Routing Protocols: Perfect Example of RFC 1925 Rule 5
In case you’re not familiar with RFC 1925, Rule 5 states:
It is always possible to agglutinate multiple separate problems into a single complex interdependent solution. In most cases, this is a bad idea.
Most routing protocols are a perfect demonstration of this rule.
A typical routing protocol tries to handle:
- Neighbor discovery (which nodes can I see on the link)
- Failure detection (is the path to my neighbor working)
- Health check and byzantine neighbor failure detection (is the neighbor sane)
- Dissemination of information (aka flooding)
- Collecting and distributing topology information (who is connected to whom)
- Collecting and distributing endpoint reachability information (what endpoints are connected to the network)
Most routing protocols reinvent every single wheel listed above and also try to bundle several features with sometimes conflicting requirements into a single protocol. For example, OSPF, EIGRP, and IS-IS use hello or keepalive messages to discover neighbors, detect link failure, and verify neighbor’s health. BGP uses keepalive messages to detect link and neighbor failure.
Is there anything wrong with that approach? Of course – links usually fail more often than nodes or routing protocols. It’s crucial to detect link failure relatively quickly, but we don’t have to be aggressive with the node health check.
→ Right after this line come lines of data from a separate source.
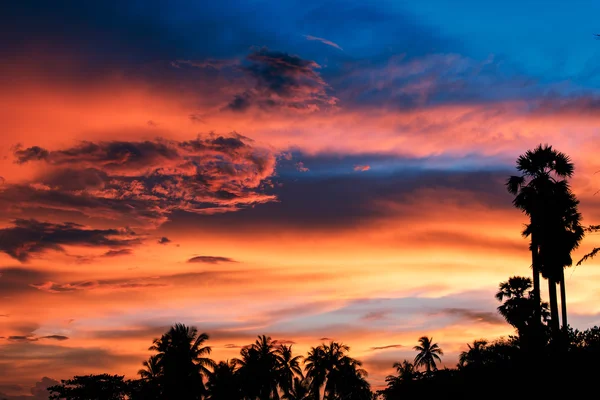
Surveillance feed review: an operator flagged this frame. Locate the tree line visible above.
[43,145,600,400]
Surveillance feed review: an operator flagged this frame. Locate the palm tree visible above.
[506,145,574,338]
[282,376,314,400]
[394,360,419,382]
[326,357,373,400]
[149,324,215,400]
[458,339,488,367]
[233,335,280,400]
[540,180,584,331]
[304,341,360,400]
[206,361,242,400]
[138,355,161,381]
[413,336,444,375]
[496,276,549,348]
[275,344,303,394]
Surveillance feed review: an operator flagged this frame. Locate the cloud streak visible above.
[0,219,141,262]
[304,35,344,51]
[5,133,276,226]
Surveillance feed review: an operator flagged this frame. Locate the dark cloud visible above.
[40,335,69,342]
[441,308,506,325]
[30,278,168,293]
[170,154,513,233]
[6,335,38,342]
[0,267,54,298]
[102,249,133,257]
[371,344,404,350]
[361,310,391,321]
[228,48,337,111]
[6,335,69,342]
[273,339,296,345]
[187,256,237,264]
[0,133,276,226]
[223,343,248,349]
[0,219,140,262]
[158,236,171,244]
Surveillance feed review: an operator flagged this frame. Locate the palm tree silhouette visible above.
[496,276,550,348]
[394,360,419,382]
[540,180,584,333]
[138,355,161,381]
[458,339,488,367]
[149,324,215,400]
[304,341,360,400]
[413,336,444,375]
[282,376,314,400]
[206,361,242,400]
[233,335,280,400]
[275,344,303,394]
[506,145,574,338]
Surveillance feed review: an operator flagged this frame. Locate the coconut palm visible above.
[394,360,419,382]
[304,341,359,400]
[282,376,314,400]
[506,145,574,338]
[233,335,280,400]
[149,324,215,400]
[496,276,550,347]
[206,361,242,400]
[458,339,488,367]
[275,344,303,394]
[138,355,161,381]
[413,336,444,375]
[326,357,373,400]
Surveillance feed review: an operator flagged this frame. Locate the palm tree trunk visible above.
[531,238,542,351]
[560,268,569,332]
[531,236,542,323]
[548,277,560,339]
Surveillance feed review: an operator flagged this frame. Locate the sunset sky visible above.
[0,0,600,399]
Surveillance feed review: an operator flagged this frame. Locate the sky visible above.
[0,0,600,400]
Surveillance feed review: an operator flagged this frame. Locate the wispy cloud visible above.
[304,35,344,51]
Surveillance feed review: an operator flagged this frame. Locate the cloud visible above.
[304,35,344,51]
[227,48,337,112]
[5,133,276,226]
[441,308,506,325]
[371,344,404,350]
[30,279,168,293]
[40,335,69,342]
[0,219,141,262]
[187,256,237,264]
[102,249,133,257]
[6,335,69,342]
[296,161,310,172]
[158,236,171,244]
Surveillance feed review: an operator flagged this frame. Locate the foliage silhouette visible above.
[506,145,583,338]
[413,336,444,374]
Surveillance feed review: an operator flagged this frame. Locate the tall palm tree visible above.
[275,344,304,394]
[282,376,314,400]
[394,360,419,382]
[149,324,215,400]
[304,341,359,400]
[326,357,373,400]
[506,145,574,338]
[458,339,488,367]
[233,335,280,400]
[206,361,242,400]
[540,180,584,331]
[413,336,444,375]
[496,276,550,348]
[138,355,161,381]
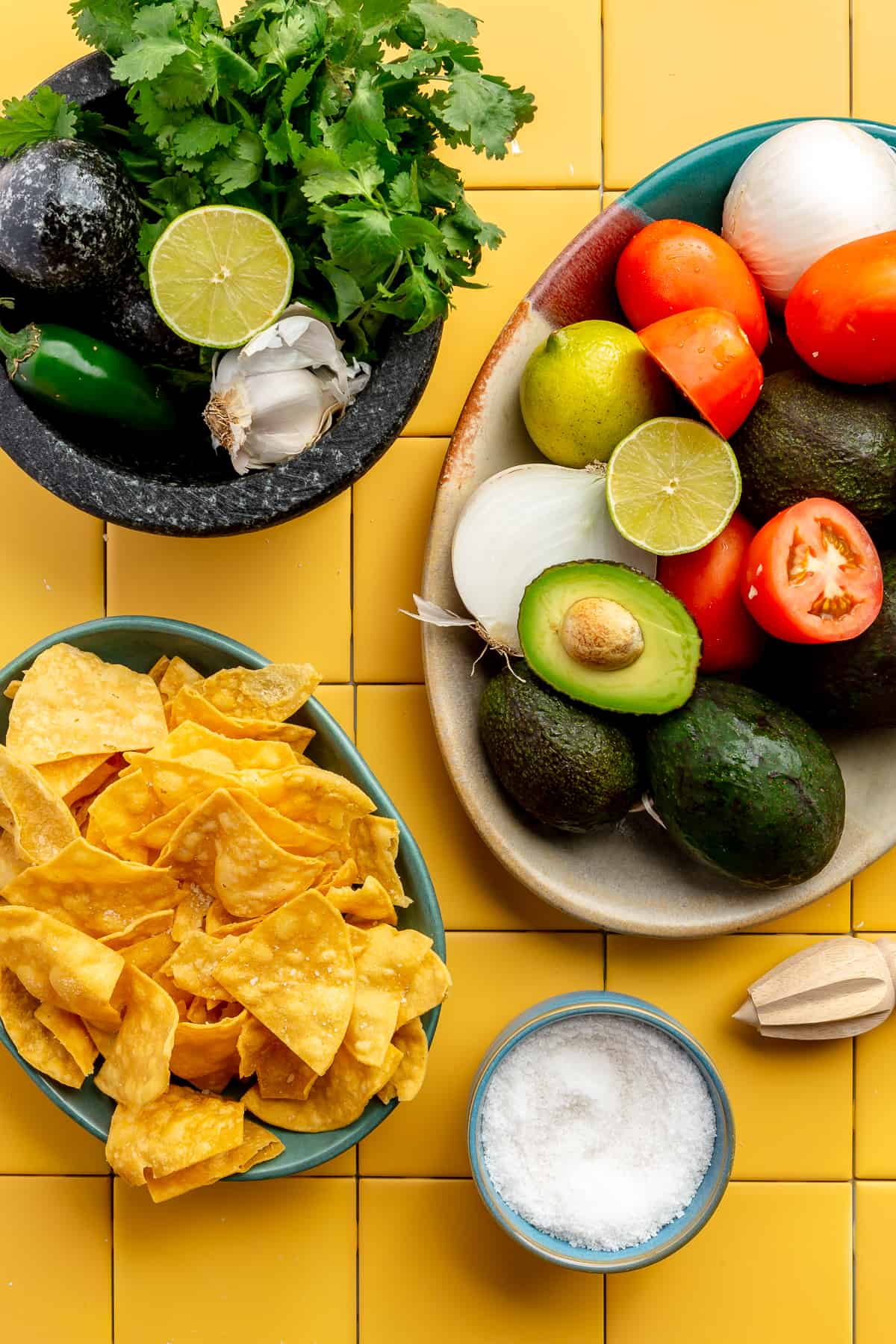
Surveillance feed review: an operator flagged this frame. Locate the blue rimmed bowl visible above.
[466,989,735,1274]
[0,615,445,1180]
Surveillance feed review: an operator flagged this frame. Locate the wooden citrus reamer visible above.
[732,937,896,1040]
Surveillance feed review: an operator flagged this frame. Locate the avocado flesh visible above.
[755,551,896,729]
[518,561,701,714]
[479,660,641,832]
[731,368,896,526]
[646,677,845,887]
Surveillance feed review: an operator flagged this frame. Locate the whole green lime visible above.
[520,321,673,467]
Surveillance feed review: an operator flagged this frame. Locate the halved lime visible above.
[149,205,294,349]
[607,415,740,555]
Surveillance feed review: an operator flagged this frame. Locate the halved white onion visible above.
[451,462,657,653]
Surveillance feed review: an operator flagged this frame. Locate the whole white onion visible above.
[721,121,896,308]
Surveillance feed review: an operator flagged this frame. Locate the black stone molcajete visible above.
[0,55,442,536]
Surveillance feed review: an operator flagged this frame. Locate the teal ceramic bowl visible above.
[466,989,735,1274]
[0,615,445,1180]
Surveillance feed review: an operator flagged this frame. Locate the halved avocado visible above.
[518,561,701,714]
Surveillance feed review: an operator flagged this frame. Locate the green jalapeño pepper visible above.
[0,309,175,433]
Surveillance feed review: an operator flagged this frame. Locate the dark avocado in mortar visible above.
[646,677,845,887]
[755,551,896,729]
[479,660,641,832]
[731,368,896,526]
[0,140,141,292]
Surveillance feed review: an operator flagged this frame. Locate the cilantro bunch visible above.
[0,0,535,353]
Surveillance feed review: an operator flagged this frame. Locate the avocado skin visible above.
[479,660,641,832]
[646,677,845,887]
[753,551,896,729]
[731,368,896,527]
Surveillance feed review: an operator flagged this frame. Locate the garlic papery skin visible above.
[204,304,371,476]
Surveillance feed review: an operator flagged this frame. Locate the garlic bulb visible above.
[204,304,371,476]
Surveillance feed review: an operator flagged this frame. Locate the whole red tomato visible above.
[785,231,896,383]
[617,219,768,355]
[657,514,765,672]
[638,308,763,438]
[740,499,884,644]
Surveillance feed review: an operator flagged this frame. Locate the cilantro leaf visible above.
[432,69,535,158]
[111,4,187,84]
[173,113,239,158]
[0,87,79,158]
[410,0,479,43]
[69,0,134,55]
[321,205,402,287]
[388,164,420,215]
[317,261,364,323]
[208,131,264,196]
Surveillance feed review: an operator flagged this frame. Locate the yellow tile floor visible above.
[0,0,896,1344]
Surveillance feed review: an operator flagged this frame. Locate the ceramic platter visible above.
[422,121,896,938]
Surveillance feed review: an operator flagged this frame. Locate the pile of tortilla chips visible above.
[0,644,451,1200]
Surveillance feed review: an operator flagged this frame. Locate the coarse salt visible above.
[481,1015,716,1251]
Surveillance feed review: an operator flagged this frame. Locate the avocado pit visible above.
[559,597,644,672]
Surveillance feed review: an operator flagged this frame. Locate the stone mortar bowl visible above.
[0,54,442,536]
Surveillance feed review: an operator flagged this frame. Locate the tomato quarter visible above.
[617,219,768,355]
[785,231,896,383]
[657,514,765,672]
[638,308,763,438]
[741,499,884,644]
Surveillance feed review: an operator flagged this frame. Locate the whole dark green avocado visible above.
[731,368,896,526]
[753,551,896,729]
[479,660,641,832]
[646,677,845,887]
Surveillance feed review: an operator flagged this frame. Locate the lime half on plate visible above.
[149,205,294,349]
[607,415,740,555]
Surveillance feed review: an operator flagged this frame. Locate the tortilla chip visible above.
[161,930,239,1003]
[149,723,296,774]
[158,656,203,700]
[7,836,177,938]
[106,1083,243,1186]
[352,817,411,907]
[0,830,28,891]
[121,933,177,976]
[398,946,451,1027]
[170,1009,243,1082]
[237,1013,317,1101]
[99,910,175,951]
[94,966,178,1107]
[34,1004,97,1078]
[7,644,168,765]
[168,685,314,756]
[252,765,376,833]
[324,877,398,924]
[157,789,323,919]
[199,662,320,723]
[146,1119,284,1204]
[379,1018,429,1106]
[214,891,355,1074]
[0,746,78,863]
[170,882,212,942]
[87,770,165,863]
[243,1045,402,1134]
[35,756,116,806]
[344,924,432,1068]
[0,966,84,1087]
[0,906,125,1031]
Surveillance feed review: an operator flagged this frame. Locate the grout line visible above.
[108,1175,116,1344]
[849,0,856,117]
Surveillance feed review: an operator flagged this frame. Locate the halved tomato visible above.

Not surprisingly, we got BFD a while back – a lightweight protocol with a single mission: detect path loss between two adjacent unicast IP addresses. Nonetheless, years later, we’re still discussing BGP keepalives.
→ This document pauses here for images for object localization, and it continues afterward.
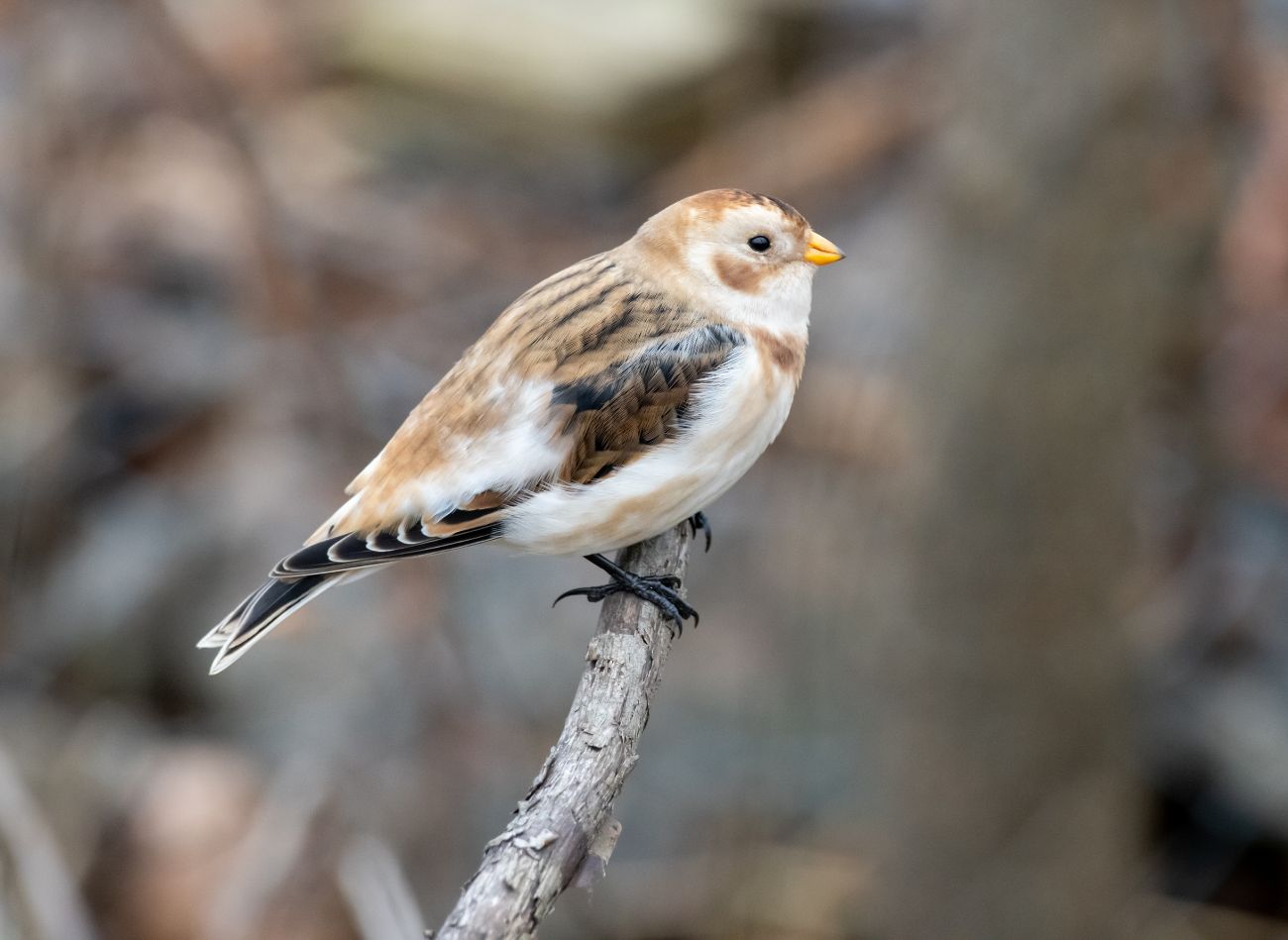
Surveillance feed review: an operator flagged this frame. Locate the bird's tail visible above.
[197,572,350,675]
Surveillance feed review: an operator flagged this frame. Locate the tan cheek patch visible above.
[715,258,770,293]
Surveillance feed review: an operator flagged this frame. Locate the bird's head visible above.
[632,189,845,316]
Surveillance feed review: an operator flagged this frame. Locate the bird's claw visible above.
[688,512,711,551]
[550,574,700,636]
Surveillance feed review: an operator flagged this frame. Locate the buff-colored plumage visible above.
[200,189,842,673]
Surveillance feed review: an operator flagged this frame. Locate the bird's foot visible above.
[551,555,699,636]
[688,511,711,551]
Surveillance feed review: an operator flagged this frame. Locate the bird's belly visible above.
[502,351,796,555]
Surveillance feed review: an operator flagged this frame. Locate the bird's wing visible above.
[273,257,746,578]
[200,259,746,673]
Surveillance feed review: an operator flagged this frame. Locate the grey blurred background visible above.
[0,0,1288,940]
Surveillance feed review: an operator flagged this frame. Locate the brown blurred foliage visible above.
[0,0,1288,940]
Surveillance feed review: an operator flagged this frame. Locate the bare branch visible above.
[437,525,690,940]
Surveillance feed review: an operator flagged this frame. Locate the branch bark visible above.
[435,524,690,940]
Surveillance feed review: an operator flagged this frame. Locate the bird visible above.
[197,189,845,674]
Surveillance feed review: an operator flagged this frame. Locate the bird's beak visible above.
[805,232,845,267]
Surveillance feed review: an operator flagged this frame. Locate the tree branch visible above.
[437,524,690,940]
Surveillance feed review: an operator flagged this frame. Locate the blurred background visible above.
[0,0,1288,940]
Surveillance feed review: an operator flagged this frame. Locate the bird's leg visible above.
[555,555,698,636]
[690,511,711,551]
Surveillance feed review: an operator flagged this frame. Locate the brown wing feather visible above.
[553,325,746,483]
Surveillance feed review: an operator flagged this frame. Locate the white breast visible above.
[502,345,796,555]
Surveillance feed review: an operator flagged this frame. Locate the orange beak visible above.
[805,232,845,267]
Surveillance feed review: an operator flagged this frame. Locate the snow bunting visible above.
[198,189,845,673]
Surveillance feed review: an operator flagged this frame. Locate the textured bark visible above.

While more and more network deployments use BFD, we still haven’t even touched the dissemination of information problem. Why does every single routing protocol have to reinvent flooding when we have so many production-tested message queue or eventually-consistent database products?
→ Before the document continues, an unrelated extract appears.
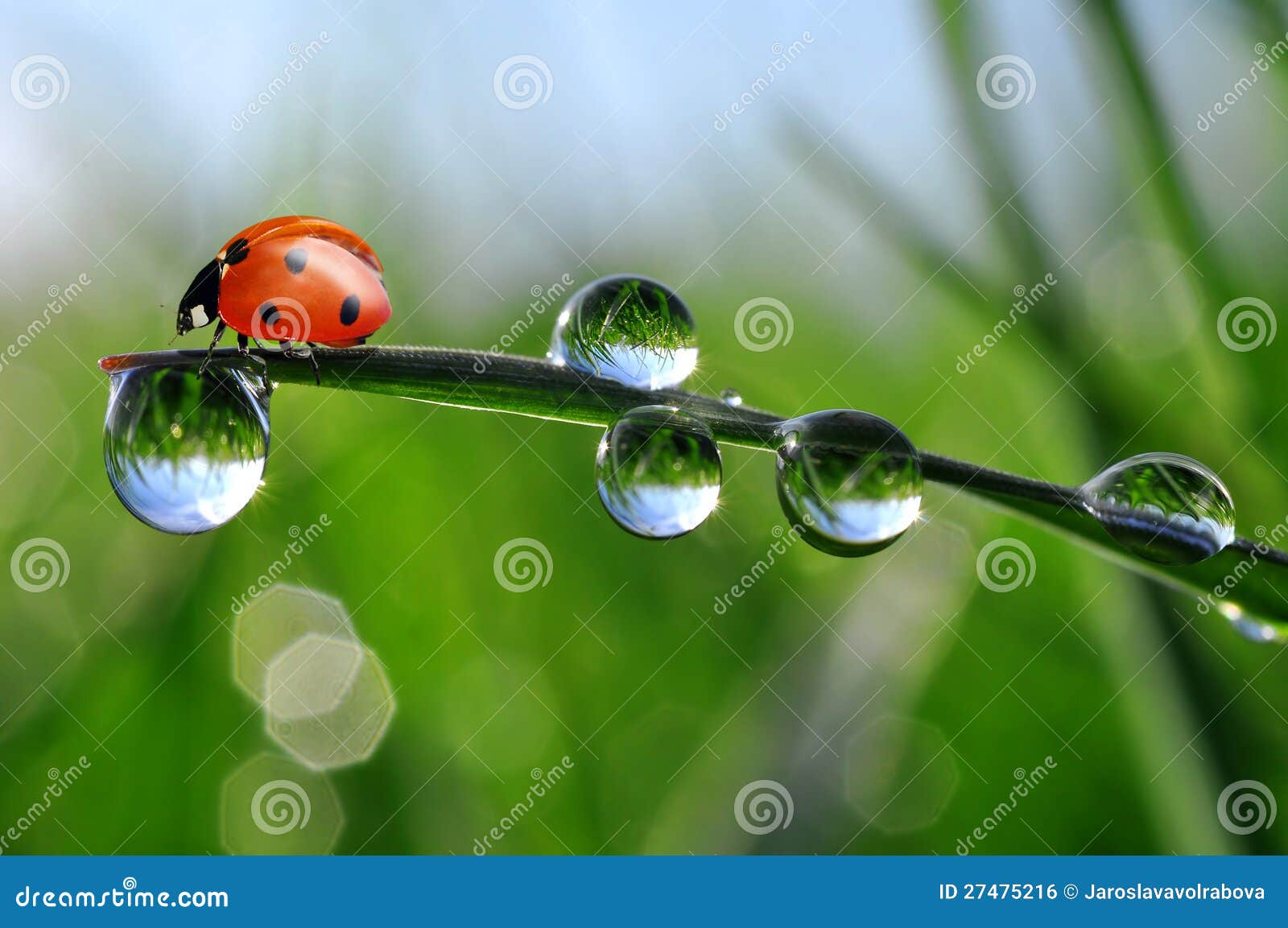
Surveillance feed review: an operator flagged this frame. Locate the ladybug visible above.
[175,217,391,380]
Finally, agglutinating routing and reachability information led to bloated LSPs in IS-IS and a zillion tiny LSAs in OSPF.
As always, it’s possible to get a more stable and scalable network (even though the tools are suboptimal) with sensible architecture. A typical large-scale network design would use the right tool for each job:
- OSPF or IS-IS to discover network topology and shortest paths;
- BGP to collect endpoint information and map it to egress next-hop.
However, while we knew how to design scalable networks for ages, many engineers deploying large enterprise networks consistently ignored that insight, resulting in way too many OSPF Band-Aids.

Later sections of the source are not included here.